Academics have previously told The College Tribune of their scepticism regarding the predicted percentages. One academic has said that their School’s in-person classes would not come close to the university’s target, indicating that in-person core module lectures would be severely limited, with some students in that School receiving as little as 10% of normal face-to-face learning. Another academic source similarly predicted a figure of as much as 30% and as little as zero in-person attendance for certain stages and programmes in their School.
Key dates regarding the autumn trimester have also been published – indicating ‘phased return of employees to campus from 1st September to ‘ensure sufficient on-campus activity and support for students as they begin the new academic year’. Student-facing services and those who support them will be phased in by 14th September. It was confirmed that classes for continuing students will commence on 21 September with Orientation for first year undergraduates will run from 22th to 25th September before tuition commences on the 28th.
President Deeks has welcomed the national guidelines and advised that “we are not returning to our ‘old normal’ with all our people on campus most of the time.” He goes on to say: “Working within social distancing guidelines and leveraging technology, we intend to shape a ‘new normal’ in which flexible working practices allow for different working times, patterns, and locations in support of the effective and safe delivery of our work. We will take into account the need to support students and researchers as well as the individual circumstances of employees. This is a critical phase in UCD’s transition back to working effectively on campus, as we prepare to deliver to our students the best campus experience safely possible in current circumstances.”

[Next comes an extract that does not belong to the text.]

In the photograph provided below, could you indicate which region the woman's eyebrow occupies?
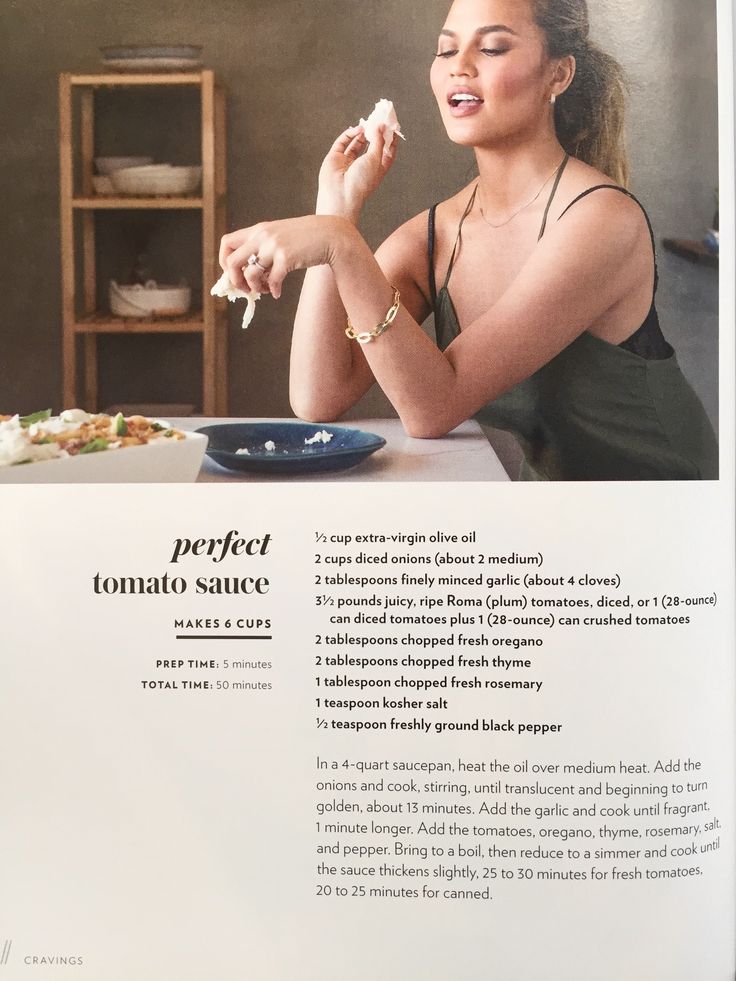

Graduate Officer of UCD Students’ Union, Carla Gummerson, told The College Tribune: “I personally had a feeling this variance was going to happen with the graduate programs. I was shown some timetables by students that suggested even lower than 20 percent class time in comparison to three or four full days that would have been the usual timetabling. For me, one worry would be for those that are doing professional master’s degree their time on campus is precious as many are not here in the second trimester. They have practical subjects that are not as effective if they were produced online. Being in for very few face to face classes will work for some students but it will not for others. Many students are missing the face to face interaction, being able to ask lectures questions in the moment can be invaluable.
“It should be noted that I do not know the full extent of all the timetables being produced. It is very unclear at the moment which programs will have 86% class time and those who will have a small 20% of time on campus. We are awaiting further information to be released by the University at this point.”
This article has been amended after publishing to include a comment from UCDSU Graduate Officer Carla Gummerson.